4.3.5. De stelling van appellant dat hij niet langer dan 15 tot 30 minuten zonder beensteun op de scootmobiel kan zitten, wordt voldoende weerlegd door hetgeen Heijnen heeft geantwoord op de voorgelegde vragen, waarin is gesproken over eventuele beperkingen in het langdurig krommen van zijn been.
4.4. Uit het voorgaande volgt dat de rechtbank de rechtsgevolgen van het vernietigde gedeelte van het besluit van 14 augustus 2007 terecht in stand heeft gelaten en dat het hoger beroep niet slaagt.
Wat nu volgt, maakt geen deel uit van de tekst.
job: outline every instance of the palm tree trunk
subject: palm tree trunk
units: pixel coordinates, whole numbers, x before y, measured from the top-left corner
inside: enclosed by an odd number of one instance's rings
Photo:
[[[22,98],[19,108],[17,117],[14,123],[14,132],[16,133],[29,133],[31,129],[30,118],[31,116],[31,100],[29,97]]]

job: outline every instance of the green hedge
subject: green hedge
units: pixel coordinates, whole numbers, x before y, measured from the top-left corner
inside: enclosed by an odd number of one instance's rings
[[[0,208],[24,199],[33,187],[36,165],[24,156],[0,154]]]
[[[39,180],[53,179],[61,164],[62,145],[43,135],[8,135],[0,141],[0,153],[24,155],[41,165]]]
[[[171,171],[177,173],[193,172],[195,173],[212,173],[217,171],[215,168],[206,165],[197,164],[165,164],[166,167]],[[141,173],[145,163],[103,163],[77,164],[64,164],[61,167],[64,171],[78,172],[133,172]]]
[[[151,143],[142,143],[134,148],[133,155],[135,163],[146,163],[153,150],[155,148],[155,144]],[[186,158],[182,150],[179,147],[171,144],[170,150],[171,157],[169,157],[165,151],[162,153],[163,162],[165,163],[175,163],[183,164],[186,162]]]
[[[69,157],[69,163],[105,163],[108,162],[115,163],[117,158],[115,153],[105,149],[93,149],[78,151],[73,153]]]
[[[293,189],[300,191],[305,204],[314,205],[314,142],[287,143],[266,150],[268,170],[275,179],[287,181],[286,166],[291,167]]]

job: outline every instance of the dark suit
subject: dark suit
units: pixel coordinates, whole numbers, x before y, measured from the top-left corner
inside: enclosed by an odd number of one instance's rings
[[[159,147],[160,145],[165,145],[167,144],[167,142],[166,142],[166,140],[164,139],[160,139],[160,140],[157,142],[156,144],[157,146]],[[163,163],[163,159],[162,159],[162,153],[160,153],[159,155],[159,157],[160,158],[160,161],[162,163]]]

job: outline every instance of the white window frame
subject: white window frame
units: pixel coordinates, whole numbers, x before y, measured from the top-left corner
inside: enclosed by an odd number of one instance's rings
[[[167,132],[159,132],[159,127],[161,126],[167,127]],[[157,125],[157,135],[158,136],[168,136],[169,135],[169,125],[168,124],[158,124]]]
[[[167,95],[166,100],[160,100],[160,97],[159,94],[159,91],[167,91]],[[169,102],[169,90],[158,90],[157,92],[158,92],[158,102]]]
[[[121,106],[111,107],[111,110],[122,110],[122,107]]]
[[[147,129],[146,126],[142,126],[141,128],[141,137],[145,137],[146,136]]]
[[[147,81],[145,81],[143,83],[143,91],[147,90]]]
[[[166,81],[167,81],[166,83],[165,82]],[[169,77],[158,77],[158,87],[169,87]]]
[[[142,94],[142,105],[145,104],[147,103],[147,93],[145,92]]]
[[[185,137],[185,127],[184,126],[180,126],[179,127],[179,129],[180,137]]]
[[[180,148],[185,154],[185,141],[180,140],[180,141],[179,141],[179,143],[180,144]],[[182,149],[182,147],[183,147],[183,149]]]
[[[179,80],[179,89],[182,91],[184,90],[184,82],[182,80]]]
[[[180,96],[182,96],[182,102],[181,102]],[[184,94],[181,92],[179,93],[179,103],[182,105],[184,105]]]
De aangevallen uitspraak moet worden bevestigd voor zover aangevochten.
5. De Raad ziet geen aanleiding voor een veroordeling in de proceskosten.
De Centrale Raad van Beroep;
Bevestigt de aangevallen uitspraak voor zover aangevochten.
Deze uitspraak is gedaan door R.M. van Male, in tegenwoordigheid van J. de Jong als griffier. De beslissing is uitgesproken in het openbaar op 29 december 2010.